I feel about Das Racist kind of like I feel about Surfer Blood: I can’t tell if they’re good or if they just hit so many of my bred-in-the-bone reference points that I can’t help but like them.  Am I being pandered to intentionally or just successfully?  DR’s signal achievement, it seems to me as a person who doesn’t know much about these things, is artistically acknowledging a genre that fans and critics have implicitly recognized for some time now.  You could call it Cartoon Network rap, I guess.  It incorporates all or part of Kool Keith, De La Soul, Wu-Tang projects (especially Ghostface’s solo stuff), Madlib, the Clipse, backpacker rap in general, kinda Kanye, MF Doom, J Dilla, etc. etc. etc.  You know what I’m talking about, even if I can’t name it.  What makes these artists different from DR is that they didn’t really acknowledge their association with each other aside from collaborating on occasion.  But the way people drop Biggie lyrics into songs—they weren’t doing that with each other, even though we see them as being their own little universe.  Das Racist acknowledges these connections and creates their own universe of references.  They are second-generation artists in this way, combining from within the history of their genre rather than representing their vision as self-contained.  This marks a shift, it seems to me.  You couldn’t just be smart: you had to be smart and hard, or smart and funny, or smart and crazy.  DR are just smart.  They’re funny, too, but what’s impressive about them is the breadth of their body of knowledge.  That said body corresponds so closely with my own makes me wonder if this makes DR good or just appealing.
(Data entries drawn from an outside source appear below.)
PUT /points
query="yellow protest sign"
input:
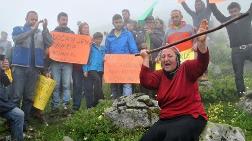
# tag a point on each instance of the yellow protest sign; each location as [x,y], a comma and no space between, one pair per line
[187,55]
[120,68]
[9,74]
[70,48]
[43,92]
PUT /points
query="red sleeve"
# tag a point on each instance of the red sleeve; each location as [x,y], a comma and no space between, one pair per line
[149,79]
[196,68]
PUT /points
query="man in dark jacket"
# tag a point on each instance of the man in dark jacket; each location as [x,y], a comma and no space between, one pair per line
[62,72]
[8,109]
[28,59]
[240,37]
[150,38]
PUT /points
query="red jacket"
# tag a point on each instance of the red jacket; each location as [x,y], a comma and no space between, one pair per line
[179,96]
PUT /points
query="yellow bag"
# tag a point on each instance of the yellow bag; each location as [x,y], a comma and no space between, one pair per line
[43,91]
[9,74]
[158,66]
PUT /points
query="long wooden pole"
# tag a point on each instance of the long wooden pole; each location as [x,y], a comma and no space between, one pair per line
[197,35]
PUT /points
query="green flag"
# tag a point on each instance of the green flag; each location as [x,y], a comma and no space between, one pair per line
[147,13]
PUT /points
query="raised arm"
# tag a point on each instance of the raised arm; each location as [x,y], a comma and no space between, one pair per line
[187,9]
[195,68]
[216,12]
[250,11]
[132,44]
[19,35]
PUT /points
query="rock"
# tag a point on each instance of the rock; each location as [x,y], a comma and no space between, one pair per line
[66,138]
[221,132]
[245,102]
[137,110]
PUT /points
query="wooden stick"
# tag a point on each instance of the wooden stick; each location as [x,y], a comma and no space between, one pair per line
[197,35]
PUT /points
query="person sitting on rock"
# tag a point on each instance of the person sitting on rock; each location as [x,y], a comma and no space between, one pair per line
[182,115]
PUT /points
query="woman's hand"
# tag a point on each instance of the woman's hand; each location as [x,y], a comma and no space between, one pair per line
[201,40]
[202,28]
[144,54]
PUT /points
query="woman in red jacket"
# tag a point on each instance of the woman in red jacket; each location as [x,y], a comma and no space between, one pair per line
[182,114]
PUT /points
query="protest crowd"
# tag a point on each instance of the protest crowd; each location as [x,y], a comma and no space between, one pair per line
[77,64]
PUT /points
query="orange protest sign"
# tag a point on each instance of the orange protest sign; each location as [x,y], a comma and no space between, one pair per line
[120,68]
[180,36]
[215,1]
[70,48]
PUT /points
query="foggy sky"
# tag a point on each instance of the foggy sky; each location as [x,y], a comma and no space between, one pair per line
[97,13]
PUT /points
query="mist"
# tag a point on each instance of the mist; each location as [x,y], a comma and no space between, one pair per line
[97,13]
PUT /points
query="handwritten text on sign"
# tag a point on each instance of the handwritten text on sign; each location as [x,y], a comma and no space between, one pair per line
[120,68]
[70,48]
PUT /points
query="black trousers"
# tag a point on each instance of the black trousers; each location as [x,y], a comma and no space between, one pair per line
[93,88]
[238,58]
[184,128]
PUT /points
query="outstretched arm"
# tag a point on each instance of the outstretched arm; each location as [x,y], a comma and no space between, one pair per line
[187,9]
[216,12]
[250,11]
[195,68]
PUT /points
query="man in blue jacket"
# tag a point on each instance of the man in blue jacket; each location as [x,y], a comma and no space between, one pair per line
[120,41]
[28,59]
[93,71]
[240,38]
[8,109]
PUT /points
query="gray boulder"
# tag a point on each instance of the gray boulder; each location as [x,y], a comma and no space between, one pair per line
[137,110]
[221,132]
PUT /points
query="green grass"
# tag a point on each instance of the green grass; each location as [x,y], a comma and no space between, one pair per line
[91,125]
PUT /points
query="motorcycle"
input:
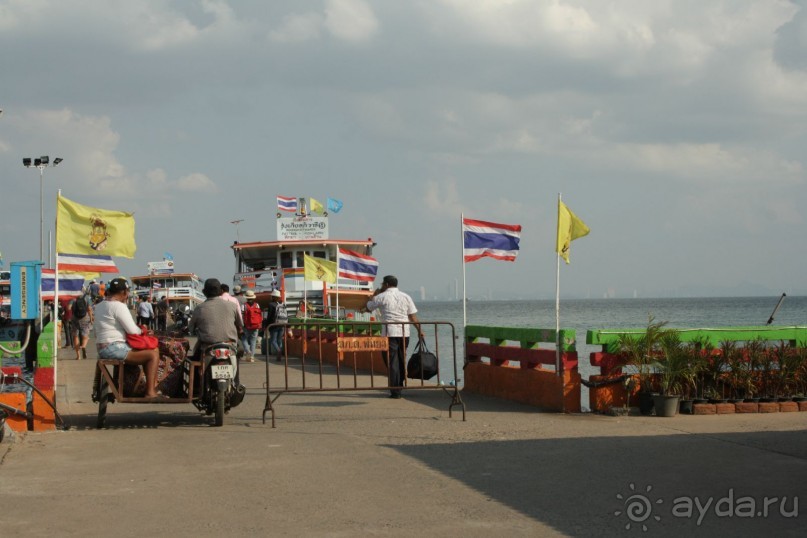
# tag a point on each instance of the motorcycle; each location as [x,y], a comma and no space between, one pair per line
[182,317]
[220,390]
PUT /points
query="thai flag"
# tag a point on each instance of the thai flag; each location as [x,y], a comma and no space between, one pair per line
[70,285]
[357,266]
[86,263]
[284,203]
[488,239]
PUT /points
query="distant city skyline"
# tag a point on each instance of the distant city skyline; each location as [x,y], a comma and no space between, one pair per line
[674,130]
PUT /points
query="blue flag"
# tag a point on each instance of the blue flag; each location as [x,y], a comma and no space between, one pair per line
[334,205]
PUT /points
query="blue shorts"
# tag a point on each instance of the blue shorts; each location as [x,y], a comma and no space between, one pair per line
[113,350]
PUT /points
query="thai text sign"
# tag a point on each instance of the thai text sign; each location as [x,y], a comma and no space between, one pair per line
[164,267]
[294,229]
[361,343]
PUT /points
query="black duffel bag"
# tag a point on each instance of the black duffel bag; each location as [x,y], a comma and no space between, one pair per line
[422,364]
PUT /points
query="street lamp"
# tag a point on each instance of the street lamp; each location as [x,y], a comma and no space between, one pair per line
[41,163]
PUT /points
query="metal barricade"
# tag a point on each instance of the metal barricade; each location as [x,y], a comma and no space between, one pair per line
[328,351]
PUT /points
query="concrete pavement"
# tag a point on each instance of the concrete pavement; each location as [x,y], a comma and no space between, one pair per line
[348,464]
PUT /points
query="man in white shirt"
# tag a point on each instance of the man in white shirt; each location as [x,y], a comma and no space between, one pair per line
[398,311]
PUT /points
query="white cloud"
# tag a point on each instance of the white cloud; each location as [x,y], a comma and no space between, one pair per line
[298,28]
[196,182]
[347,20]
[350,20]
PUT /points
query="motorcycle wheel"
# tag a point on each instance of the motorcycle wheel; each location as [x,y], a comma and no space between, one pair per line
[220,397]
[103,399]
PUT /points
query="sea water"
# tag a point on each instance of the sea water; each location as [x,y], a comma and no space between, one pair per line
[582,315]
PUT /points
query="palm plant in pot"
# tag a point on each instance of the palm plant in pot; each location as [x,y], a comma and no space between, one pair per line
[800,375]
[672,366]
[639,350]
[691,375]
[734,361]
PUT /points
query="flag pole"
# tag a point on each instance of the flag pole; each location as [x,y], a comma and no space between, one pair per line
[337,286]
[557,304]
[56,332]
[462,259]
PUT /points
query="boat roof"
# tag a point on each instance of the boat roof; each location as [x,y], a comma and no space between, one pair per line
[167,275]
[262,249]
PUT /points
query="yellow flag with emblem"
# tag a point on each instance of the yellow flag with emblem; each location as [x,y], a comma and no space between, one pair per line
[316,206]
[569,228]
[82,229]
[319,269]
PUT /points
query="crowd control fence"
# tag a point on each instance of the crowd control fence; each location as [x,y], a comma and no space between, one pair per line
[347,356]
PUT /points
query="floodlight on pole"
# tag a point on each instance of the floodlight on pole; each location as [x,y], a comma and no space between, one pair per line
[237,222]
[41,163]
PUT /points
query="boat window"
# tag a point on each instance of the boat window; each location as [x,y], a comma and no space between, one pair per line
[285,260]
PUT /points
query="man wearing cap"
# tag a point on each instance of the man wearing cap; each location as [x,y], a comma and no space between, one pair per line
[238,293]
[215,320]
[276,319]
[113,321]
[397,312]
[253,320]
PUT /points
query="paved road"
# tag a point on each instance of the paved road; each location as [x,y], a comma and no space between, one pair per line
[348,464]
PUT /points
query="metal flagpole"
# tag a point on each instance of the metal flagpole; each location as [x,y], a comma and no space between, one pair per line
[462,258]
[337,284]
[557,302]
[55,315]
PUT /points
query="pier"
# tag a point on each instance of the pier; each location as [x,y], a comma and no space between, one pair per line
[347,464]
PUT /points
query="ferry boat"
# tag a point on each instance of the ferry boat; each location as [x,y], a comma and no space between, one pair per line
[279,265]
[5,295]
[180,288]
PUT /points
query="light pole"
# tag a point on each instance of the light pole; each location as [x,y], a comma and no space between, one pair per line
[41,163]
[237,222]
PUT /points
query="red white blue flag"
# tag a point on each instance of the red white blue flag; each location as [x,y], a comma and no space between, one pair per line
[357,266]
[284,203]
[70,285]
[85,263]
[488,239]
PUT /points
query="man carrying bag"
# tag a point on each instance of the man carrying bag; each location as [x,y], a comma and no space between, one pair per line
[397,311]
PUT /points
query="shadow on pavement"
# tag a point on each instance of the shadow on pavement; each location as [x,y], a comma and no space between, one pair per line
[618,485]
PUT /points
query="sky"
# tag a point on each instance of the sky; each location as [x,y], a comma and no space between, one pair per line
[674,129]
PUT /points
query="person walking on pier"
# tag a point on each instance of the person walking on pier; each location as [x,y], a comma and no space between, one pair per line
[276,315]
[397,312]
[144,311]
[113,321]
[253,320]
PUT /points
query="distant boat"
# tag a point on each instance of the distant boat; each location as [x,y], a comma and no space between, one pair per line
[279,265]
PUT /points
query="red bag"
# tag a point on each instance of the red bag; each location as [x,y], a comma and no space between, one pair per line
[142,341]
[253,317]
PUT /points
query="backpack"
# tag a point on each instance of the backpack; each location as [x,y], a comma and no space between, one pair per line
[282,316]
[252,317]
[80,307]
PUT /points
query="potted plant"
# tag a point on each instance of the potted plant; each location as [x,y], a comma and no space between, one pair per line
[690,376]
[734,361]
[800,374]
[755,350]
[639,350]
[716,368]
[671,365]
[700,350]
[767,374]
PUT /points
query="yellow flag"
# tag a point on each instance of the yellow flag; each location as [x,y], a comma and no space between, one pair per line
[319,269]
[316,206]
[569,228]
[82,229]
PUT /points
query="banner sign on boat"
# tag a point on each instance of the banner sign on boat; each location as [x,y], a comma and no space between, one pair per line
[298,228]
[165,267]
[361,343]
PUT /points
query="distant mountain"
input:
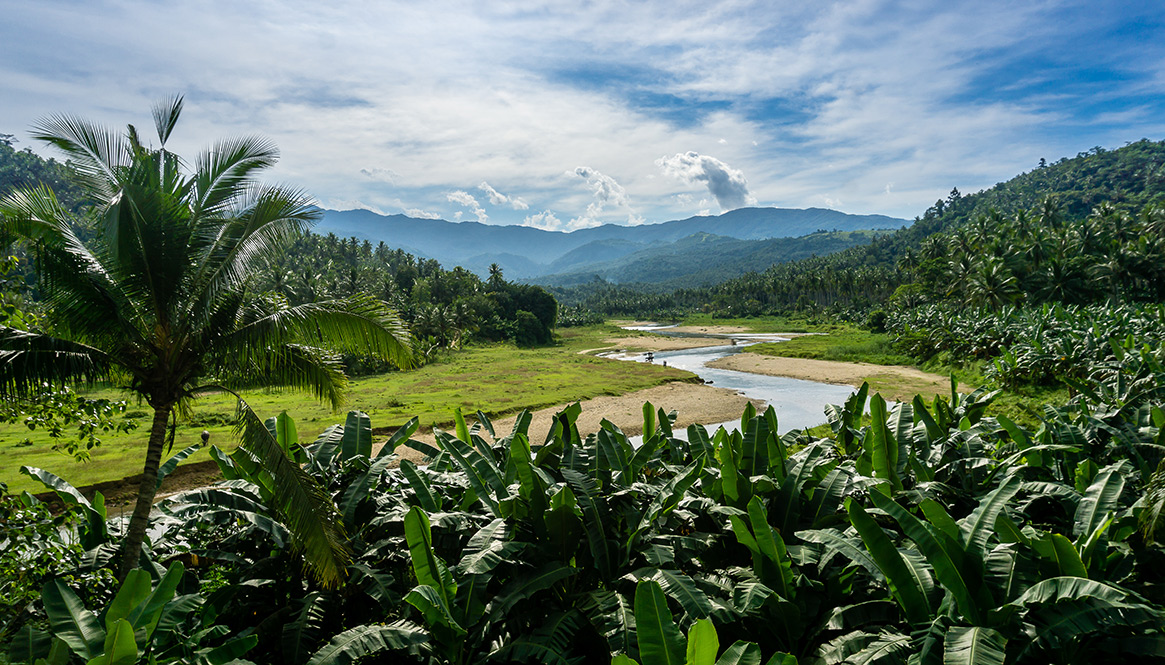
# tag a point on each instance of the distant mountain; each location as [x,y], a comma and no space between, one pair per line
[704,259]
[528,253]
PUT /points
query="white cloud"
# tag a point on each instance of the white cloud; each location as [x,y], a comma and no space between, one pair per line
[381,175]
[466,199]
[416,212]
[607,192]
[338,204]
[725,183]
[499,198]
[812,99]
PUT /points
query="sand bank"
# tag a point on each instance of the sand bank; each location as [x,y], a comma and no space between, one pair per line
[892,381]
[692,402]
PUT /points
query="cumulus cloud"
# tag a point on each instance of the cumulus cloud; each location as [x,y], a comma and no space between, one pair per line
[352,204]
[466,199]
[417,213]
[381,175]
[726,183]
[498,198]
[548,220]
[605,188]
[607,192]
Ultimately, despite my suspicions, it’s hard not to conclude that they are, in fact, good.  This track displays their smarts, skillfully playing their identities off carefully chosen cultural reference points, all while engaging in some great wordplay.  But what makes it great is the way it circles back at the end to express a kind of moral judgment that immediately doubts itself, a great second-generation kind of statement about the way hybrid identities make such judgments unavoidably ambiguous.  It uses rap’s language to talk about race and desire and culture in interesting ways, and I like that.  Also, it’s hilarious.  But you knew that already.